Cambios hormonales y su impacto en la salud bucal
Durante la gestación, el cuerpo experimenta cambios hormonales significativos que pueden aumentar el riesgo de enfermedades periodontales, como la gingivitis. Como hemos adelantado, durante el embarazo se segregan una serie de hormonas que facilitan la inflamación y el sangrado de encías. Es lo que se conoce como gingivitis estaciones, que afecta a dos de cada tres embarazas. En algunas mujeres, el embarazo puede ser la causa de problemas dentales como enfermedad de las encías y caries. Dicho de otra manera, las hormonas influyen en las encías y los dientes durante el embarazo.

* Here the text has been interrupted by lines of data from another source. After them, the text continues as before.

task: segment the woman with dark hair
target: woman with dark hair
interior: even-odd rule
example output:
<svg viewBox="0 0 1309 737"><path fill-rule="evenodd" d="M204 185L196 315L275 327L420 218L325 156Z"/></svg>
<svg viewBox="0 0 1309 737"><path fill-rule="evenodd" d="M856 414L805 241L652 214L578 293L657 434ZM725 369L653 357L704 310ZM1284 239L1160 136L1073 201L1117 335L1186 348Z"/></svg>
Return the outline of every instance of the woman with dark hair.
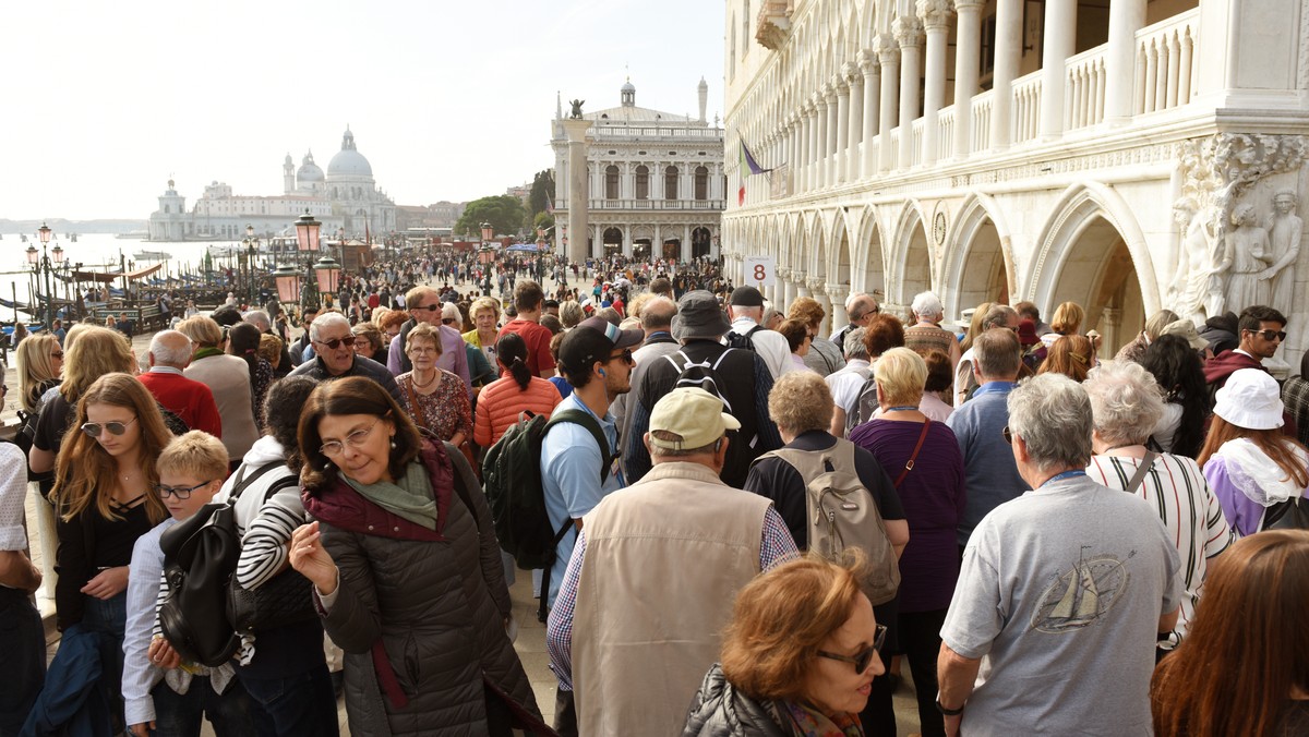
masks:
<svg viewBox="0 0 1309 737"><path fill-rule="evenodd" d="M548 733L505 635L491 511L449 444L424 440L376 381L318 386L300 416L314 522L291 539L346 651L353 734Z"/></svg>
<svg viewBox="0 0 1309 737"><path fill-rule="evenodd" d="M555 385L528 368L528 344L517 333L505 333L496 342L496 361L501 378L492 381L478 397L478 414L473 439L482 448L491 448L507 429L518 422L518 414L550 416L562 397Z"/></svg>
<svg viewBox="0 0 1309 737"><path fill-rule="evenodd" d="M246 363L250 374L250 404L254 422L263 427L263 399L272 384L272 364L259 355L259 329L249 322L238 322L228 330L228 355Z"/></svg>
<svg viewBox="0 0 1309 737"><path fill-rule="evenodd" d="M1309 531L1259 533L1215 560L1191 636L1155 669L1155 734L1309 734L1306 601Z"/></svg>
<svg viewBox="0 0 1309 737"><path fill-rule="evenodd" d="M1140 364L1164 390L1164 416L1151 433L1155 445L1174 456L1198 457L1210 416L1200 355L1185 338L1164 334L1145 348Z"/></svg>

Problemas dentales comunes durante el embarazo
Durante el embarazo, hay ciertos problemas dentales que pueden presentarse con mayor frecuencia:
- Gingivitis del embarazo: Los cambios hormonales aumentan el flujo de sangre en las encías, lo que las hace más sensibles y propensas a la inflamación y el sangrado. Esta condición, conocida como gingivitis, se caracteriza por encías enrojecidas, hinchadas y que sangran al cepillarse.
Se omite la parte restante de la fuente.